Farming Butterflies

The wedding was beautiful, the natural harmony of the union symbolized by the release of a thousand white butterflies into the blue skies of a perfect afternoon. But was it "beautiful" for the butterflies?

Conservationists and most butterfly breeders want the same thing; healthy, robust butterflies populating the Earth. Yet, heated opposition divides the two camps. Conservationists believe the ceremonial release of farmed butterflies has an unknown potential to negatively impact native species. Breeders believe their business not only enables a magical moment with nature, but helps to increase butterfly populations.

Although scientists agree that data are lacking on the effect of farmed butterflies on native populations, it’s the potential impact that drives the opposition. "Disease is the most serious threat," says Jeffrey Glassberg, president of the North American Butterfly Association (NABA). Glassberg says raising large numbers of butterflies in close quarters "fosters the spread and concentration of existing diseases and encourages the development of new ones." Scientists are also concerned that breeders may inbreed butterflies, potentially altering their survival behaviors.

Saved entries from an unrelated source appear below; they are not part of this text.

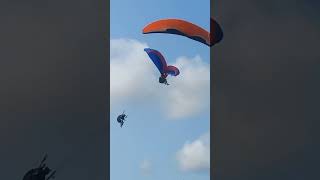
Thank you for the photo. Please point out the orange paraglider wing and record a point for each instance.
(184, 28)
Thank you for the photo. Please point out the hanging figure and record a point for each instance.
(42, 172)
(163, 80)
(159, 61)
(121, 118)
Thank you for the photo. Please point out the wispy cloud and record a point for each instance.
(195, 156)
(134, 79)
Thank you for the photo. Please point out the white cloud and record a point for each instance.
(134, 79)
(145, 167)
(195, 156)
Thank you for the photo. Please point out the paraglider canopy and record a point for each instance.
(187, 29)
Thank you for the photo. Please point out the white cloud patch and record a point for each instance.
(134, 79)
(195, 156)
(145, 167)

NABA tells people who ask about releasing butterflies for weddings or other occasions that "this well-meaning but misguided practice
inappropriately mixes genetically distinct populations of the same species, may disrupt migratory behavior of native butterflies, confuses scientific studies of butterfly migrations and [because releases are at the wrong time of year or in the wrong location for the species] usually results in the untimely death of the butterflies released."

Ann Potter, wildlife biologist for Washington’s Department of Fish and Wildlife, explains that it is difficult to study the behavior and movement of native butterflies when scientists cannot determine whether individuals are naturally present or released. "It makes research problematic," Potter says.

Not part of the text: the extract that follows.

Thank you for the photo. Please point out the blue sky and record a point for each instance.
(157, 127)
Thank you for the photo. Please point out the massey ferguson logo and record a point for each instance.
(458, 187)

Some breeders, such as Christopher Singer, founder of the Live Monarch Foundation, welcome scientists to team up with them. Singer’s butterflies are raised from eggs laid by wild-born gravid females, then released. He works with scientists who mark and track the insects.

Most agree that releasing farmed butterflies has some kind of an impact on the environment. But the exact nature of that impact is yet undetermined. Andrea Schepmann, management and horticultural specialist for the Krohn Conservatory in Ohio, concludes, "It falls to all of us, as organizations, scientists and communities, to pull together, to continue to track butterflies and their habitat, so all of our long-term records will fit together to give us an accurate picture to work with."